Something like 15% of all adult Americans living today have sung the The Messiah at some point in their lives. That's more people than know the words and movements to The Macarena! Obviously countless millions have also heard it. Three-and-a-half years ago at Christmastime, my family and I attended something called The Candlelight Processional, a fantastic straight-forward musical and narrative presentation of the story of Jesus' birth, at Disney World. Actor Mario Lopez narrated. A mass choir, partly composed of high school and college groups from throughout Florida, flanked him. Near the end of the performance, he asked all in the audience who had ever sung the Messiah before to stand and join in singing it. Hundreds rose. Philip, Sarah, Ann, and I also stood, Ann sandwiched between our two adult "kids." As Ann heard Phil and Sarah sing Handel's words at the tops of their lungs, tears streamed down her face. Think of that: A work of art composed at what was a low point in Handel’s life has lifted millions of people into an experience of God and of what it means to be blessed by God’s love, seen even in our own families. When asked how he was able to compose The Messiah, Handel said, “I did see the heavens opened and the great God himself seated on his throne.” Handel worshiped God and God came to him.

One of my favorite Christian heroes of more recent vintage is a man named Frank Laubach. Laubach was a missionary concerned with the grinding poverty in which most of the people of the world still live. He wanted to do something about it, but had no idea what it might be. So, this man of prayer turned his eyes on Jesus, asking for guidance. It was while praying that God gave Laubach a vision. Teach adults to read, God seemed tell him, and they could learn...about agricultural methods, about the importance of clean drinking water and hygiene, about the God Who loved them and could help them pursue love and justice in their everyday lives. Laubach began what became a worldwide literacy movement still active today. There was a Laubach literacy agency in our former community. Frank Laubach worshiped God and God came to him.

One of the lessons I have learned as a Christian is that when we take the time to worship God, praise God, thank God, and seek the will of God, it displaces things on which our minds and lives would otherwise be focused. You don’t have the time or energy, for example, to feel sorry for yourself when you’re intent on worshiping God. There’ll be room for people you would otherwise ignore when you worship God. Resentment will be replaced by gratitude to God and compassion for others when you worship God. In short, when we focus more of our lives on God and less on ourselves, we become a lot less distasteful to ourselves and more useful to God and to the people around us. When we worship God, we learn that God is still God, still there, still for us! Do you need assurance that God won’t turn you away, now or in eternity? Do you have a problem you’re trying to figure out? Is there some need in your family, our community, or our church you’d like to address, but you’re uncertain how?

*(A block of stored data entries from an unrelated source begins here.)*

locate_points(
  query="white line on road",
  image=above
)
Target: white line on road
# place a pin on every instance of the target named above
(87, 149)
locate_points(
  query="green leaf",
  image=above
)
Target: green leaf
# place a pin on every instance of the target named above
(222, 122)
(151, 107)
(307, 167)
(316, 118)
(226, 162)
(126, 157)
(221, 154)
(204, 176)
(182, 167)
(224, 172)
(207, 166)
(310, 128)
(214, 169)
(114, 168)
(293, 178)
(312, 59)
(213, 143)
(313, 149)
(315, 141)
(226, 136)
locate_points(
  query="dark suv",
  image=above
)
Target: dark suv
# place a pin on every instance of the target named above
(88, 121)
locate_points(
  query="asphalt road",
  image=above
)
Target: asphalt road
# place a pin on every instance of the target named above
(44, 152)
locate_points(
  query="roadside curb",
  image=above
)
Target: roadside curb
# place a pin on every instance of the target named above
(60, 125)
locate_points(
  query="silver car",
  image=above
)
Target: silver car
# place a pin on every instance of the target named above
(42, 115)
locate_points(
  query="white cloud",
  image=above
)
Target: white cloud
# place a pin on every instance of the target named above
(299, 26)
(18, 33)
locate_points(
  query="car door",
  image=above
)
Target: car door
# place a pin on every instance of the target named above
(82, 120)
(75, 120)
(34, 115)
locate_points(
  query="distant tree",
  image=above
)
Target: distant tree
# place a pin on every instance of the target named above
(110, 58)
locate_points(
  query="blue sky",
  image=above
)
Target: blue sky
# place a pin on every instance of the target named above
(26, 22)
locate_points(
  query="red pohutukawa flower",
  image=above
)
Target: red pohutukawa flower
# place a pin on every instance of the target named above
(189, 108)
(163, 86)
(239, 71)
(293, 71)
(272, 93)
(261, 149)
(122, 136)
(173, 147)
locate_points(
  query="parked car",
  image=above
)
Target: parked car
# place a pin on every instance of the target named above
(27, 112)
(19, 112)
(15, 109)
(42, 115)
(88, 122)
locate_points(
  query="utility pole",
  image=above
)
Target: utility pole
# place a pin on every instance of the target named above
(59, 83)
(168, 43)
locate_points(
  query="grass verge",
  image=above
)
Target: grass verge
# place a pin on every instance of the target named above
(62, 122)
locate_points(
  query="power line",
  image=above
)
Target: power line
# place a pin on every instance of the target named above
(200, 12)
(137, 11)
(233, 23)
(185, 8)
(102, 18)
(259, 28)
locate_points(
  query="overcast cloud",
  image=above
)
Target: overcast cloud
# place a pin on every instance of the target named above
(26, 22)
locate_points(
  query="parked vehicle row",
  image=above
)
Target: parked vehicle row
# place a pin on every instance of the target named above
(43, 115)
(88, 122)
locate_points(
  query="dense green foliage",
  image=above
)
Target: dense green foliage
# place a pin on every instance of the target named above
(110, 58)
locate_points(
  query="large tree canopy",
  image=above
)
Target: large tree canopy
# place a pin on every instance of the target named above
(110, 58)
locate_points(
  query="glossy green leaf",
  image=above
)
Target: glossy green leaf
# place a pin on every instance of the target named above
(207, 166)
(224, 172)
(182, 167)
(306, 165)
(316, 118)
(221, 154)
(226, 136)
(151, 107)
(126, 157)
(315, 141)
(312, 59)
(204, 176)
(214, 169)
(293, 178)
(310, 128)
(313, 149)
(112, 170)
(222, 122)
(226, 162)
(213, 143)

Worship, give yourself over to the praise of God. Give God the opportunity to descend to you the way He did in the new Jerusalem to John. You’ll be strengthened in the knowledge that God really is with you. You’ll know that all believers in Christ belong to God forever. And even when things seem dark, God will lighten your way. Jesus says that if we will come to Him, He will always come to us. 

Besides, one day in the new Jerusalem, we will be constantly worshiping and enjoying God's fellowship. So, we may as well start practicing worshiping and enjoying God right now! It’s a great way to live!